After what seems like an eternity of Smaug chasing Bilbo around the castle, the dwarves show up and immediately begin re-enacting the end of Alien3: several non-descript, middle-aged British men scurry about a giant foundry, trying to drown a monster in molten metal. It works, for about a minute, until Smaug miraculously shakes off the goo and flies off towards Lake-town to exact his revenge. The cliffhanger made me wonder if I could really stomach more of this vain, boring dragon wreaking more havoc on a town he destroyed at the beginning of the last movie. The only difference, I guess, is now he'll lay it to waste at night.

Unlike Alien3, Jackson and company don't have the good sense to kill off anyone in their party of heroes. I know they're adapting J.R.R. Tolkein's beloved novel, but they've already played fast and loose with the story and characters in making three beyond-feature-length pictures; I doubt audiences would bat an eye (okay, maybe two days later, when they determined which spunky pseudo-Muppet actually got the axe). The thing about Epic Quests is that they're fraught with danger. There are no stakes for the viewer if the worst thing that happens to the protagonists is one of them getting an arrow through the leg.

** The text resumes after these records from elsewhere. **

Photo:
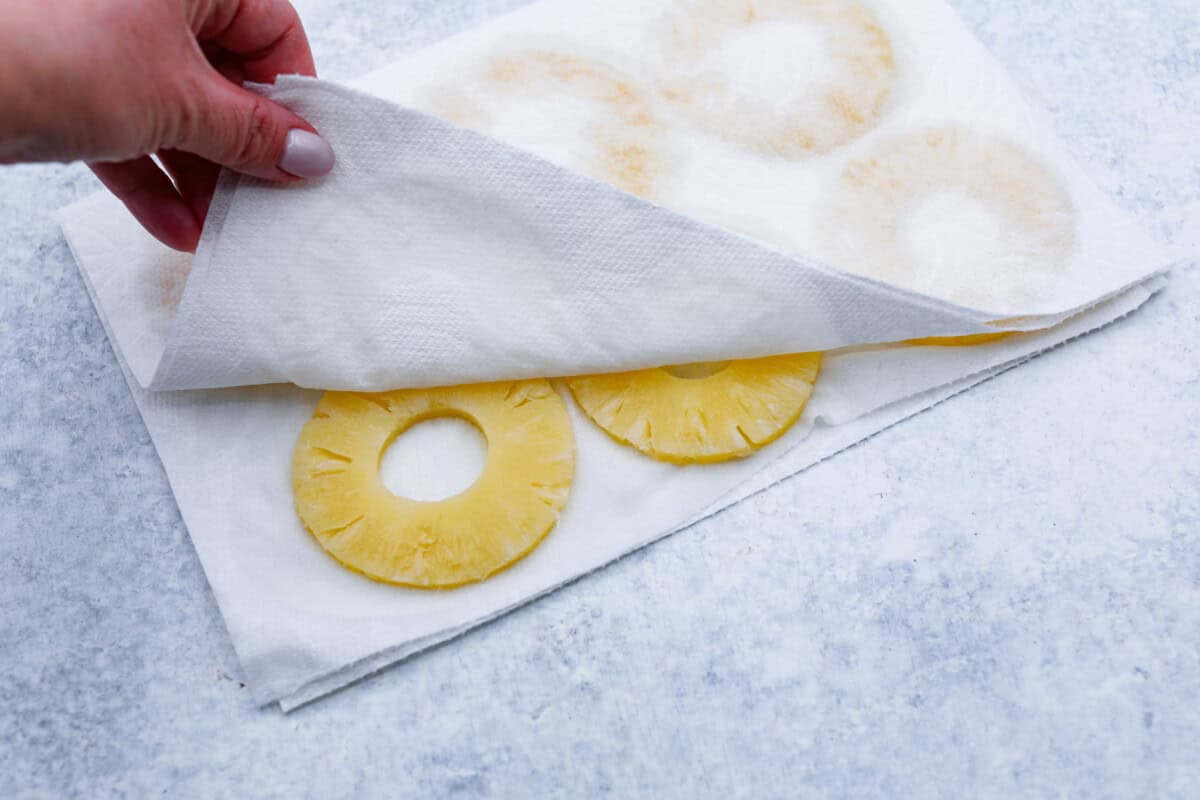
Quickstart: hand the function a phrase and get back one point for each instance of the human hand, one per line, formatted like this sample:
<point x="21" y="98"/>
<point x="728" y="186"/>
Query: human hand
<point x="113" y="82"/>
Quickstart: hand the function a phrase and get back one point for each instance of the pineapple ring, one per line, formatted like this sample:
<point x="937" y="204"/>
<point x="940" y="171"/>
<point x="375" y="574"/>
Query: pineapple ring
<point x="467" y="537"/>
<point x="701" y="414"/>
<point x="875" y="193"/>
<point x="832" y="115"/>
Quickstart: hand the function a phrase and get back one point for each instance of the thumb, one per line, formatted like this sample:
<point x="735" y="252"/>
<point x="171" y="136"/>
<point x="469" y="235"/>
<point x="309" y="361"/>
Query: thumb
<point x="251" y="134"/>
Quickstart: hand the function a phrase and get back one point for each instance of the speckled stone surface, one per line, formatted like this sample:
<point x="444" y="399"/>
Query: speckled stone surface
<point x="1000" y="597"/>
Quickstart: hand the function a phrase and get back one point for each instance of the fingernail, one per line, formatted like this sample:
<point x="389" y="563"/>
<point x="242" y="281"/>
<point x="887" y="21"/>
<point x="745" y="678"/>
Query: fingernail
<point x="306" y="155"/>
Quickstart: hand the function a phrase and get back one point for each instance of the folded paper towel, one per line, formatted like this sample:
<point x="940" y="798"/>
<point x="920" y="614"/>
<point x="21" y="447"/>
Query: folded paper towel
<point x="435" y="256"/>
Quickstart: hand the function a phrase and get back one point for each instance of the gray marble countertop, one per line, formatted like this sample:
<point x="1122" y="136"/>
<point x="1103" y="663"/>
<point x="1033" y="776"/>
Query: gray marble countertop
<point x="999" y="597"/>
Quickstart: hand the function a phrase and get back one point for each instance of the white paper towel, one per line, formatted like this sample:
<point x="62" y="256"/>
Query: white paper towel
<point x="433" y="256"/>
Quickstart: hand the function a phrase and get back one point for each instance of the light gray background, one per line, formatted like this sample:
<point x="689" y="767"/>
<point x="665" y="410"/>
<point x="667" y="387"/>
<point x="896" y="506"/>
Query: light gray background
<point x="999" y="597"/>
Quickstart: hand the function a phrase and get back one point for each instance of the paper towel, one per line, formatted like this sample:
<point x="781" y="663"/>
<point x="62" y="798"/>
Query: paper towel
<point x="297" y="284"/>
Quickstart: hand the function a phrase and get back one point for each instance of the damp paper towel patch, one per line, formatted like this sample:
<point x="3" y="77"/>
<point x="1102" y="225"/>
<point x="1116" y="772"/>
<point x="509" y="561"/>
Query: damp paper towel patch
<point x="688" y="181"/>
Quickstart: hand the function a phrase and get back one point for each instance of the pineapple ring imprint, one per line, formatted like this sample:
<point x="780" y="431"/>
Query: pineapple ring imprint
<point x="466" y="537"/>
<point x="875" y="193"/>
<point x="831" y="115"/>
<point x="625" y="133"/>
<point x="701" y="414"/>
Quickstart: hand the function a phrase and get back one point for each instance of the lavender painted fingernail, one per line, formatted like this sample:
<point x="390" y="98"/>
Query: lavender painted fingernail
<point x="306" y="155"/>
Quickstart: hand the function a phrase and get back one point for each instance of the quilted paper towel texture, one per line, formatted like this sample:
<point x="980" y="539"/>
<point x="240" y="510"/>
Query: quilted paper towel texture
<point x="433" y="256"/>
<point x="304" y="626"/>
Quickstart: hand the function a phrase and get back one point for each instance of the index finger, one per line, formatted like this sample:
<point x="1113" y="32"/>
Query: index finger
<point x="267" y="35"/>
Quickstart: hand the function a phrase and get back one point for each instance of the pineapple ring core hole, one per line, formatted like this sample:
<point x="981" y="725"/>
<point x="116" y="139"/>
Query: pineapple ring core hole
<point x="697" y="371"/>
<point x="433" y="458"/>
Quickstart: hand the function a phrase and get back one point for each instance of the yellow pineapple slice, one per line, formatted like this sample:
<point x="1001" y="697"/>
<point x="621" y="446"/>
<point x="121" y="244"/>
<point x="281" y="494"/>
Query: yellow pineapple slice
<point x="701" y="414"/>
<point x="960" y="341"/>
<point x="502" y="517"/>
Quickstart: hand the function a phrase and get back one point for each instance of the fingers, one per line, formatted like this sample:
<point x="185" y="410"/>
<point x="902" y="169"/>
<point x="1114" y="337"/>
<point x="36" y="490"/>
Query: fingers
<point x="151" y="198"/>
<point x="251" y="134"/>
<point x="265" y="34"/>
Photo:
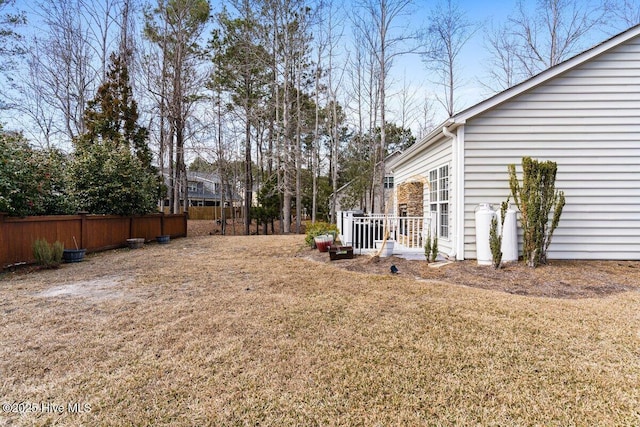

Don't get me wrong: there's still gold in this franchise, but it's begun to tarnish. Though Jackson continues to rely on gorgeous practical sets and elaborate costumes, even the new stuff is becoming overly familiar (see also: Tim Burton). Freeman, Armitage, and Ian McKellan are all in top form, but they're given little to do but react to any number of tertiary characters who pop up, wrest control of the movie for a half-hour, and then disappear.

Speaking of McKellan, the movie's coolest visual moment happens when Gandalf sees the evil Eye of Sauron atop a mountain. Inside that magnificent, fiery vagina's black slit appears the metal-suited form of Middle Earth's fiercest villain. I was so taken with the image that I momentarily forgot my confusion as to why the whole scene was necessary. Gandalf climbs to the top of the mountain; looks inside; sees nothing; runs into a friend who lives in the woods; and decides to turn around and climb back down (at which point he sees the eye). Why didn't he send one of his giant-eagle friends to scout out the mountain instead of leaving his dwarf buddies behind?

The Desolation of Smaug is pretty and lively in a lot of places, but this is the first time I've watched Jackson's Middle Earth saga (since finding a newfound appreciation for them) when I've felt bored and more than a little cheated. I hope he returns to form in the concluding chapter, but I have a sickening suspicion that we're in for more dragon carnage, more CG puppet-people, and a hell of a lot more walking. 

*And, eventually, Azog's second-in-command, whose name I didn't catch.

**Richard Armitage's Thorin doesn't count, as he's not so much "dashing" as "brooding".